The damage adds up quickly. Victims of cyberattacks incur many of the following expenses:

  • Infrastructure damage;
  • Incident communication to clients, employees and stakeholders;
  • Identity restoration for impacted parties;
  • Network interruption;
  • Lost revenue;
  • Inability to fulfill contracts;
  • Security enhancements;
  • Litigation costs and attorney fees;
  • Regulatory penalties;
  • Loss of intellectual property and clients;
  • Ransom payments to hackers.

Big or Small, Hackers Attack All

The IBM report also noted the financial sector ranked second in sustaining damage from attacks. Only health care suffered more. Accounting Today reported a 300% increase in cyberattacks on accounting firms3 since the start of the COVID-19 pandemic in 2020.

Hackers target accounting firms of all sizes. The following incidents have occurred.

Last year, three of the Big Four accounting firms were among 500 targets of a global ransomware attack4In November 2022, a Minnesota accounting firm with 270 employees suffered a breach5 that compromised Social Security numbers and other sensitive data. Last year, Accounting Today6 reported a malware attack on a small CPA firm in Georgia. An employee clicked a malicious link, encrypting the firm’s data. They paid a $450,000 ransom to recover their files.

Most small and medium-sized businesses could only survive for a week7 if they suffered a severe cyberattack. Accounting firms no longer have to assume all of the risk.

How Cyber Insurance Works

Cyber insurance, also known as cyber risk or cyber liability insurance, is a fairly new type of standalone policy covering losses from cyberattacks, including breaches or losses of confidential information.

Firms can recover some or all costs from a cyberattack, depending on the policy terms.

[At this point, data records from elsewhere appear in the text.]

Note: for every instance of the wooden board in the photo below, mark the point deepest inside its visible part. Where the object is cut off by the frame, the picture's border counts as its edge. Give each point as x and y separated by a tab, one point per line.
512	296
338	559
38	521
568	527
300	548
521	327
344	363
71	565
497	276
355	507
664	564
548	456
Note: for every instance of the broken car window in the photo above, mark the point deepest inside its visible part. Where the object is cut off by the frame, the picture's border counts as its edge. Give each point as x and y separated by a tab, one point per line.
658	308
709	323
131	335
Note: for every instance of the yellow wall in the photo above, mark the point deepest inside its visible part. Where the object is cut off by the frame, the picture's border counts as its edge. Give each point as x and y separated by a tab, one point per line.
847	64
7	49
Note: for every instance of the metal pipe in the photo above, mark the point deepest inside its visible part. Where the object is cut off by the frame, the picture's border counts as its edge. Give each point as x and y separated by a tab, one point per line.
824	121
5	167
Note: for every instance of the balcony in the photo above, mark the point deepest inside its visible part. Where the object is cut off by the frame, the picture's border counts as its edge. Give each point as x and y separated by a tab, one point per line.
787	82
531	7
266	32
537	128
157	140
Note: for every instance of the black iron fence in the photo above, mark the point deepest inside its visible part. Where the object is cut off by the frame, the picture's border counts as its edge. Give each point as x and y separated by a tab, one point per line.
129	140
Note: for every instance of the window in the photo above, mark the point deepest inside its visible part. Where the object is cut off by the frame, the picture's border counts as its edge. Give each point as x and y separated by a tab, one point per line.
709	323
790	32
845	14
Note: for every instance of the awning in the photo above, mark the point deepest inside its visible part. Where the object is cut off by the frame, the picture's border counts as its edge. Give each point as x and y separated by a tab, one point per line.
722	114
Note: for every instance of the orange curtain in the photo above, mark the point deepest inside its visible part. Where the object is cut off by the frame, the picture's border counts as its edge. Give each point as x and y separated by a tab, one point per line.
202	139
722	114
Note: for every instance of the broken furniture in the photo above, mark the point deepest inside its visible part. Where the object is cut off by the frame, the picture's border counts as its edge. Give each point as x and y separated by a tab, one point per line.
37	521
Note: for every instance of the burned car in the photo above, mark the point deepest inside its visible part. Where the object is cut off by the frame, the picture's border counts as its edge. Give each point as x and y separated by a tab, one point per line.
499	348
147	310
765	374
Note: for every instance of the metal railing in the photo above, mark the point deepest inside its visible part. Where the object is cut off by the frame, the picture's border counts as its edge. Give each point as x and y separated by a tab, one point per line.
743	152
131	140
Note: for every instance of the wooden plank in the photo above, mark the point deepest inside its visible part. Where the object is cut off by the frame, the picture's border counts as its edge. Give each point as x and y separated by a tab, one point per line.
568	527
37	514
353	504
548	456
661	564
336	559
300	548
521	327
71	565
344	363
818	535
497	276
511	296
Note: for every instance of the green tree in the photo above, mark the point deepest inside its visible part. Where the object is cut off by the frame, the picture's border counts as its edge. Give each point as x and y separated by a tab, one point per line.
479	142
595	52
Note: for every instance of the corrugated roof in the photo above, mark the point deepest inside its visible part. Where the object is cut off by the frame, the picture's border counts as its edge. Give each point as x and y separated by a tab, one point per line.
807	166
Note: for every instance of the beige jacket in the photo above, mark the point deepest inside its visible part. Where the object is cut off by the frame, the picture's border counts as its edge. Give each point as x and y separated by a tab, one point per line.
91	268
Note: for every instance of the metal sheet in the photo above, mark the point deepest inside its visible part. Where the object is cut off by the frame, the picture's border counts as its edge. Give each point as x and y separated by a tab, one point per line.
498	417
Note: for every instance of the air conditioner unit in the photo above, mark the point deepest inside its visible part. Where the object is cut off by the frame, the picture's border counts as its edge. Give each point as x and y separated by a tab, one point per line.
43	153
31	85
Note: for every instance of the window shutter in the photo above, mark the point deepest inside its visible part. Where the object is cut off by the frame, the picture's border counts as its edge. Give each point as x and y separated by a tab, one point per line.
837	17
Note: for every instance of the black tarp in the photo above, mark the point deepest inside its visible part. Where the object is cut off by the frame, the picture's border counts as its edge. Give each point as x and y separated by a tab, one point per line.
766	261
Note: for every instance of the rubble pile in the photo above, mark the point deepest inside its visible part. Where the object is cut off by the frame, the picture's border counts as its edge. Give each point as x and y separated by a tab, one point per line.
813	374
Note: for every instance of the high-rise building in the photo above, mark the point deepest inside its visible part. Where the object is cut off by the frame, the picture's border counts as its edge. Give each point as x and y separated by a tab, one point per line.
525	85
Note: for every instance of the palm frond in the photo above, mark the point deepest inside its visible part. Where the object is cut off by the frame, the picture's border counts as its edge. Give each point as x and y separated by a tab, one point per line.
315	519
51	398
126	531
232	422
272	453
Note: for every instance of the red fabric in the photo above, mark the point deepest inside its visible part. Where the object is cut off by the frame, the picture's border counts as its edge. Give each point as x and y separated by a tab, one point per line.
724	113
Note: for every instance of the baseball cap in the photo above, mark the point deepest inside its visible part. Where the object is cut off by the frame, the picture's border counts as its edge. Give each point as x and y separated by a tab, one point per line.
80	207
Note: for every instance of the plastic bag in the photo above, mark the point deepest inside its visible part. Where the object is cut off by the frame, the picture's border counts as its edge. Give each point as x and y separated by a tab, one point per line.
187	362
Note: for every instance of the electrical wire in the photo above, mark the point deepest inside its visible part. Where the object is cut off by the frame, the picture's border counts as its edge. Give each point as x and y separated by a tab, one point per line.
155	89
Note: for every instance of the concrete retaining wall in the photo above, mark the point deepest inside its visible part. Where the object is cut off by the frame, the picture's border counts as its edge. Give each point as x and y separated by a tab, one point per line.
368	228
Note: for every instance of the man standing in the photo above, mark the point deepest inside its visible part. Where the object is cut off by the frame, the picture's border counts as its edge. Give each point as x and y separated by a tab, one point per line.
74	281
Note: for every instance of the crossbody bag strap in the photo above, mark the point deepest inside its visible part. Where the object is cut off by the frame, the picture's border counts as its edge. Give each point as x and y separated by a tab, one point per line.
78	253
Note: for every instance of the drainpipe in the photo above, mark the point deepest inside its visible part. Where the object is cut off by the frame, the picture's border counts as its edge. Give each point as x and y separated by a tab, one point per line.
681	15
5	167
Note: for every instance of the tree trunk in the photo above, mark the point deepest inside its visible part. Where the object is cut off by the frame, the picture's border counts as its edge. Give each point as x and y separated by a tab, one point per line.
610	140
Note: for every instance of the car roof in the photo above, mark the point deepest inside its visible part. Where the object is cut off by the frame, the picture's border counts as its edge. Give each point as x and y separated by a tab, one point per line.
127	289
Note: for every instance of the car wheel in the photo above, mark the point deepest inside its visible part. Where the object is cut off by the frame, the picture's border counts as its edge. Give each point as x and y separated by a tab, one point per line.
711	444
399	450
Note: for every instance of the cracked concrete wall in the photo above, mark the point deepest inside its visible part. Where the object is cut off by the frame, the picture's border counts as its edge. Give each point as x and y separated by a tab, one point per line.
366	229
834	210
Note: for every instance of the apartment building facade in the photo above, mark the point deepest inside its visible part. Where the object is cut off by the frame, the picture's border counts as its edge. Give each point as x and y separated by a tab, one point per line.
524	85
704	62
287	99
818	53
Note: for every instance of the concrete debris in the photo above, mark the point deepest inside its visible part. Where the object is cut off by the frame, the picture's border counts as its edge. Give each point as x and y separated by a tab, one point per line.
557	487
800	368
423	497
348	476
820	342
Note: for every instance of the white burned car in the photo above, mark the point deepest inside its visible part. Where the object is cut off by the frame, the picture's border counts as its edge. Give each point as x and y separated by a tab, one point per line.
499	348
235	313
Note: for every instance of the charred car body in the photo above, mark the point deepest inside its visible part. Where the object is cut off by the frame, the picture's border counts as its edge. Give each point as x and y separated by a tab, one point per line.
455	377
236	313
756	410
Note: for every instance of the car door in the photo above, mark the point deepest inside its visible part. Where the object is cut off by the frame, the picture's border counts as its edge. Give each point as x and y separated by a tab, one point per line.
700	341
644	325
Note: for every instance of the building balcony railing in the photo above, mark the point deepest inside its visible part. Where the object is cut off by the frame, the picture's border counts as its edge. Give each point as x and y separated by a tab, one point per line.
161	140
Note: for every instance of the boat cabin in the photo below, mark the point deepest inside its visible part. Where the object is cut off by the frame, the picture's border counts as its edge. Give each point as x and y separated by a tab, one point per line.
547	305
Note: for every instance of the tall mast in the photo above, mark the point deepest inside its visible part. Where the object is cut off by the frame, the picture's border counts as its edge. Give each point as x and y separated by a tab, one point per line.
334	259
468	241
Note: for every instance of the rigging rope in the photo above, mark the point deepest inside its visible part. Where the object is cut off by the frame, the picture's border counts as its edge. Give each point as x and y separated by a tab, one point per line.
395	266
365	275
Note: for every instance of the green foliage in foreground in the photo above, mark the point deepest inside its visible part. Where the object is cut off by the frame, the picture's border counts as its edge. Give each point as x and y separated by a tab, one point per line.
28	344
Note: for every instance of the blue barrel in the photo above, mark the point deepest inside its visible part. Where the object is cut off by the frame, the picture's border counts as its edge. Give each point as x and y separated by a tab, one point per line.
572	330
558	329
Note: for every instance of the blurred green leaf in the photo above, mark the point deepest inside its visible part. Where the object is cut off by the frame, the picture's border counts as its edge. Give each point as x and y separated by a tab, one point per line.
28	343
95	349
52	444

This insurance requires regular premium payments, and firms can file a claim with the insurer if their network or digital assets are attacked.

A typical cyber insurance policy provides coverage in the following four key areas.

Incident Response covers the costs of dealing with a cyber incident, including forensic investigations, data recovery, legal advice, notification expenses, and public relations efforts.

Business Interruption aids businesses in recovering financial losses from cyber incidents that disrupt normal operations, such as ransomware attacks that shut down critical systems or data breaches causing downtime.

Cybercrime coverage protects businesses from financial losses due to cybercrimes, including social engineering scams, fraudulent wire transfers, funds transfer fraud, and extortion.

Privacy Liability helps businesses cover costs related to legal fees, settlements and damages resulting from data breaches or other privacy incidents that expose sensitive customer or employee information.

Standalone vs. Endorsements

Cyber coverage is often added as a rider to business or property insurance policies. However, these endorsements don’t offer the extensive protection and higher coverage limits of standalone cyber policies. A dedicated cyber insurance policy provides broader coverage for the risks CPAs face, including both first-party and third-party attacks.

First-party and Third-party Coverage

First-party attacks target an accounting firm’s network directly, while third-party attacks occur through another party, such as a client or vendor.

Cybercriminals are not unlike a run-of-the-mill burglar, who continuously searches for weak entry points. In the cyberworld where everything is connected by a network of wires, servers and clouds, a firm’s most vulnerable point is often a third party’s network.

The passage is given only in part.